Nebi Miş BAKÜ / İSTANBUL

Erdoğan’ın mesajları özetle şöyle:
Barış Pınarı Harekâtının bugün 7’nci günündeyiz. Harekât planlandığı gibi başarıyla yürüyor. Dördüncü günde Resülayn, beşinci günde Tel Abyad’ı teröristlerden arındırarak buraları güven altına aldık. Bugün itibarıyla yaklaşık 32 kilometrelik derinliğe ulaştık. M4 Karayolunu kontrol altına aldık. Bu süreçte sivillerin zarar görmemesi için azami gayret gösterdik.
Sahadaki gelişmeleri koordine etmek için ABD ve Rusya ile görüşüyoruz. Dün (önceki) akşam Sayın Trump ile görüştüm. Onun öncesinde Macron ile görüştüm. Bu akşam da Sayın Putin ile görüşeceğim. (Dün görüşme gerçekleşti.) ABD’nin “Ateşkes ilan edin, biz de müzakere için ara buluculuk yapalım” teklifine karşı “Biz terör örgütü ile masaya oturmayız” diye cevap verdim. “ABD gibi bir ülkenin bir terör örgütü ile Türkiye Cumhuriyeti devleti gibi bir müttefikinizin arasına girmesini doğrusu ben savaş hukuku bakımından da siyaset bilimi bakımından da asla doğru bulmuyorum” dedim. Bunu da Sayın Trump’a söyledim.

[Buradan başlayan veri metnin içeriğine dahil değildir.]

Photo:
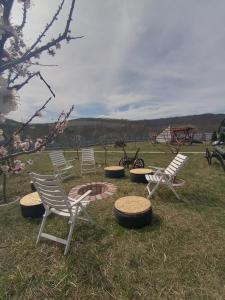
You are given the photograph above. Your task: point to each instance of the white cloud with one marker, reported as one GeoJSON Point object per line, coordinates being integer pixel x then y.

Arabuluculuk teklifi Trump’tan mı geldi?
Evet. Şimdi de Trump’a bir teklifimiz oldu. Biz dedik ki bir heyet gönderin. Çünkü “Ateşkes ilan edin” diyorlar. Bizler asla ateşkes ilan edemeyiz. O bölgeyi terör örgütünden temizleyinceye kadar bizim ateşkes ilan etmemiz mümkün değil. Çünkü biz burayı güvenli bölge olarak ilan ediyoruz. Burayı güvenli bölge hâline getirdiğimiz zaman ülkemizdeki bunca o toprakların sahiplerinden arzu edenlere kendi topraklarına gidebilme imkanını da sağlamış olacağız. Ve onların lojistik desteğini, korumasını da biz temin edeceğiz. “Bu da sizinle daha önce yaptığımız görüşmedir” dedim. Çünkü bunların hepsi bizim bilgisayar kayıtlarımızda da var. Sayın Trump benim bu teklifim üzerine, önce Mike Pence ve Ulusal Güvenlik Danışmanı O’Brien’ı Türkiye’ye gönderiyordu. Fakat daha sonra galiba Pence’i gönderme kararını aldılar. Bu akşam Ulusal Güvenlik Danışmanıyla da İbrahim Bey bir görüşme yapacaklar. Ve büyük ihtimalle yarın bu heyet Ankara’da olacak ve görüşmeleri gerçekleştirilecekler.­­­­

MENBİÇLİ AŞİRETLER YARDIM İSTİYOR
Menbiç’e rejimin girmesi benim için çok çok olumsuz değil. Niye? Sonuçta bunların kendi topraklarıdır. Ama burada terör örgütlerinin kalmaması benim için önemli. Yani bizim onlara söylediğimiz “Burada YPG/PYD kalacak mı kalmayacak mı?” Sayın Putin’e de ben bunu söyledim. Eğer terör örgütlerinden Menbiç’i temizliyorsanız, buyrun buranın bütün lojistiğini siz sağlayın veya rejim sağlasın. Ama yok bunu böyle yapmayacaksınız, oradaki aşiretler bize ‘gelin bizi kurtarın’ diyor. Çünkü Menbiç’in tamamına yakını Arapların. Fakat şu ana kadar bir cevap gelmedi.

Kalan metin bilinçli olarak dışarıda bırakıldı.